Neoadjuvant cemiplimab leads to tumor necrosis in HCC
Click Here to Manage Email Alerts
More than one-third of a small cohort patients with early-stage hepatocellular carcinoma achieved at least 50% tumor necrosis following neoadjuvant treatment with cemiplimab, results of a phase 2a trial showed.
The anti-PD-1 antibody also had an acceptable safety profile, according to the findings, presented during the virtual American Association for Cancer Research Annual Meeting.
“In many different cancer types, we’ve seen that neoadjuvant immunotherapy has significant benefit as far as a pathologic response, shrinking the tumors,” Thomas U. Marron, MD, PhD, assistant director of immunotherapy and early phase trials at Tisch Cancer Institute and assistant professor of medicine, hematology and medical oncology at Icahn School of Medicine at Mount Sinai, told Healio. “The overall goal of these trials is not necessarily the pathologic response, which is our primary endpoint — that’s more of a surrogate for a systemic immune response that’s going to impart protection. The overall goal is to decrease the likelihood that these cancers come back.”

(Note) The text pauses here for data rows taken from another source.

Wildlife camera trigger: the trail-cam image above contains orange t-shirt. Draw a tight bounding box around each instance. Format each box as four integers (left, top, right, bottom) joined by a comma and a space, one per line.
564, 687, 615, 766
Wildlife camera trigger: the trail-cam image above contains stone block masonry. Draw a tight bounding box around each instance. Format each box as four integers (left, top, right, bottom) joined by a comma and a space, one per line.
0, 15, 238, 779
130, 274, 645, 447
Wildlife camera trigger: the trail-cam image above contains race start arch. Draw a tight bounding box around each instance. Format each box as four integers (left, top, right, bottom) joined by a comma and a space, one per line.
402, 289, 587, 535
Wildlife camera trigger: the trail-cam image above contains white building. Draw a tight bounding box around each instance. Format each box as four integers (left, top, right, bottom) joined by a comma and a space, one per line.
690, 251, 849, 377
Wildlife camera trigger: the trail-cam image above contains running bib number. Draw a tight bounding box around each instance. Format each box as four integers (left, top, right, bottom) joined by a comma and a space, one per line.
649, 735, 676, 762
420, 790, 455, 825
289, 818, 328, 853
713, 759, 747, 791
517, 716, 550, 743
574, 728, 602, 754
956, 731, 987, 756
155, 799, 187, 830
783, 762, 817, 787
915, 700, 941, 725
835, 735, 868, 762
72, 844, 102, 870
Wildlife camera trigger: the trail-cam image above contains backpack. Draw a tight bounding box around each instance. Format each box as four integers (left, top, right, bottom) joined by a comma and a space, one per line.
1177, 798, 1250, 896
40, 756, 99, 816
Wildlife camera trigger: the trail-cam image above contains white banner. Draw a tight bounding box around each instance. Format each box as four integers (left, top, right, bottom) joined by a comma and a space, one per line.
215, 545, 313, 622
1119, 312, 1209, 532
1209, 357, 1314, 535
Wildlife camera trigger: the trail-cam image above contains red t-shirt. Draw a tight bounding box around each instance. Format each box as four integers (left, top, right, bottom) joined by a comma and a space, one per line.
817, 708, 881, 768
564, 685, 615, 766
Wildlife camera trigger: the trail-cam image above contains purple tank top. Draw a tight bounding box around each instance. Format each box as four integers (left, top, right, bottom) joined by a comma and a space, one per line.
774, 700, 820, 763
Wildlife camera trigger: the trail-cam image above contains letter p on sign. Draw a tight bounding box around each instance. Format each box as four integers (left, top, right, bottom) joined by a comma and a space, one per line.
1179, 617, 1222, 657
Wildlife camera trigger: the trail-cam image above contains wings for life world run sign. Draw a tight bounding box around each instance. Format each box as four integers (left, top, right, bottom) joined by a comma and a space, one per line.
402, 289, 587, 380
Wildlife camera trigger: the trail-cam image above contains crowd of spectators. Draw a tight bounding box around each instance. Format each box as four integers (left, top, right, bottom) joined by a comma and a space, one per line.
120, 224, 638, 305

Surgical resection is a standard first-line treatment for early-stage HCC, even though the majority of tumors recur. Because recurrence is believed to be the result of the micrometastases that persist after resection, researchers sought to take advantage of the potential benefit of neoadjuvant therapy in improving HCC outcomes.
The open-label, multicenter trial enrolled 21 adults (median age, 68 years; range, 45-82; 85.7% men; 52.4% Asian) with resectable HCC over the course of 18 months. Patients received two cycles of 350 mg cemiplimab (Libtayo; Regeneron Pharmaceuticals, Sanofi) via IV every 3 weeks, followed by surgical resection and an additional eight adjuvant cycles.
Significant tumor necrosis, defined as more than 70% necrosis of the resected tumor, served as the study’s primary endpoint.
One patient was found to have metastatic disease at the time of surgery and resection was aborted.
Among the 20 patients with resected tumors, four (20%) met the predefined endpoint of more than 70% tumor necrosis and seven (35%) had at least 50% tumor necrosis. Additionally, three (15%) of the four patients with more than 70% tumor necrosis had a pathologic complete response (100% tumor necrosis).
“We were excited to see that 35% of the patients had a lot of tumor necrosis,” Marron said. “But in the end, of the outcomes that we’re most interested in, one obviously is recurrence-free survival. What’s very exciting is the analysis that we’re doing right now at the single-cell level and the histologic level in identifying which subset of patients successfully activated an immune response. That hopefully will have some nice immunologic surrogates that will tell us whether a patient responds or not.”
Results of initial pathologic assessment suggested a correlation of immune cell infiltration and tumor necrosis.
Most patients (90.5%) experienced at least one treatment-emergent adverse event, the most common of which included increased aspartate aminotransferase (any grade, 28.6%; grade 3, 4.8%), increased blood creatine phosphokinase (any grade, 14.3%; grade 3, 9.5%) and fatigue (any grade, 14.3%; grade 3, 0%).
Marron said researchers need a much larger patient population “to really have a piece of data we can hang our hat on” and could take the research further by testing different combinations of drugs as neoadjuvant therapy for patients with HCC.
“We’re looking at combinations of a PD-1-blocking antibody and agents for which we already have a lot of safety data that we would to a patient for about a month after surgery to try to leach out all of those immunosuppressive immune cells, so that the activating T cells can actually go to work and kill the tumor,” he said.